Ce schéma exprime que le modèle que l’élève se crée d’une situation expérimentale est d’une part déterminé par sa théorie preexistante (dont il sera question de façon plus détaillée au paragraphe suivant), d’autre part par la situation que l’enseignant constitue en vue d’enseignement. Un point important, qui sera examiné ci-dessous, est que l’élève, en raison justement des limitations introduites par sa théorie preexistante, sélectionne dans le champ expérimental créé par l’enseignant certains des éléments que celui-ci y a mis, y ajoute d’autres éléments du monde des objets et des événements, que l’enseignant peut très bien juger non pertinents, et appuye la construction de son modèle, qui servira de base à ses raisonnements, sur une vue du monde réel qui peut différer de beaucoup de celle de l’enseignant.

La situation mise en place par l’enseignant comprend notamment le dispositif expérimental, les consignes écrites ou orales, l’ensemble des informations mises à disposition de l’élève.

Le chercheur peut reconstruire un modèle de ce modèle de l’élève (peu stable, lié à une situation) à partir d’un certain nombre d’observables : les représentations externes utilisées ou construites par l’individu, ses actions, ses déclarations.

Le type de fonctionnement qui est ainsi décrit est tout à fait compatible avec la classification (héritée de Piaget) en trois grands types des activités cognitives que font Lemeignan et Weil-Barais (1993, p. 20-25) : sélection de l’information, assimilation de nouvelles connaissances à des structures existantes, accommodation des structures existantes si une information « perturbante » le rend nécessaire.

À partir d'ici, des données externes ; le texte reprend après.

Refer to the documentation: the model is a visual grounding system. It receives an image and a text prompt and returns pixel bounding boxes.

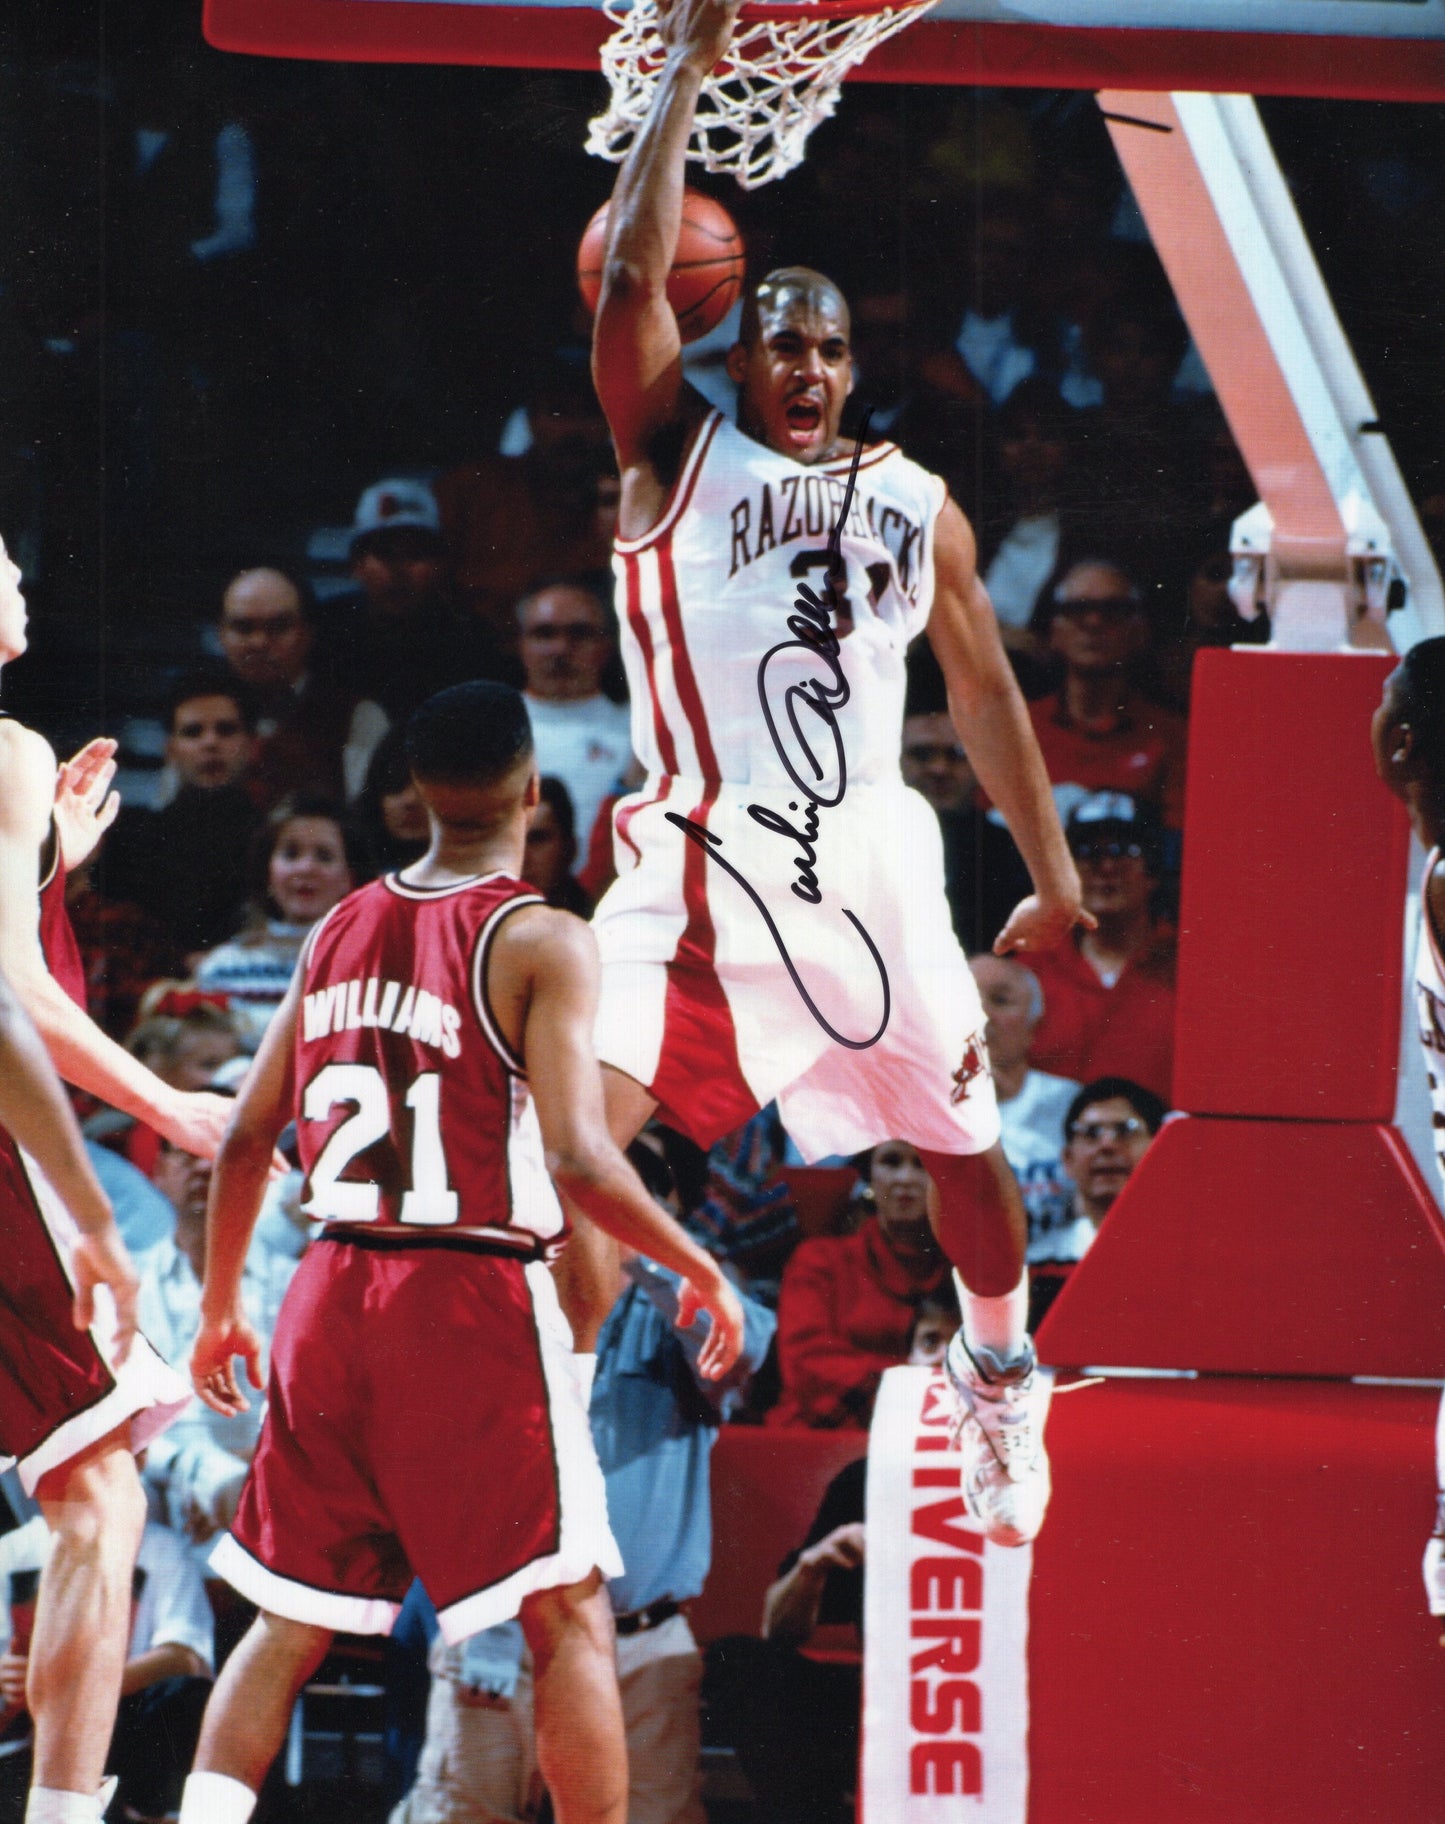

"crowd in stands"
[4,29,1441,1824]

En effet, les rapports d’une expérience au modèle qu’on s’en fait sont typiquement du type « sélection de l’information » (cependant cet aspect sera précisé ci-dessous) ; la construction du modèle et certaines informations qu’il peut apporter au cours de son usage relèvent de l’assimilation des informations à une « théorie » préexistante ; par contre, le fonctionnement du modèle construit conformément à la théorie initiale peut très bien conduire à un conflit, ce qui peut provoquer un changement dans la structure de la théorie de l’élève, il y aurait alors accommodation.

Dès cet instant, les questions du fonctionnement cognitif de l’élève et de l’apprentissage s’interpénètrent, parce que le fonctionnement d’un individu dépend de ses acquis antérieurs, et non seulement de la situation dans laquelle il est placé. Nous reviendrons sur ce point dans le chapitre 2.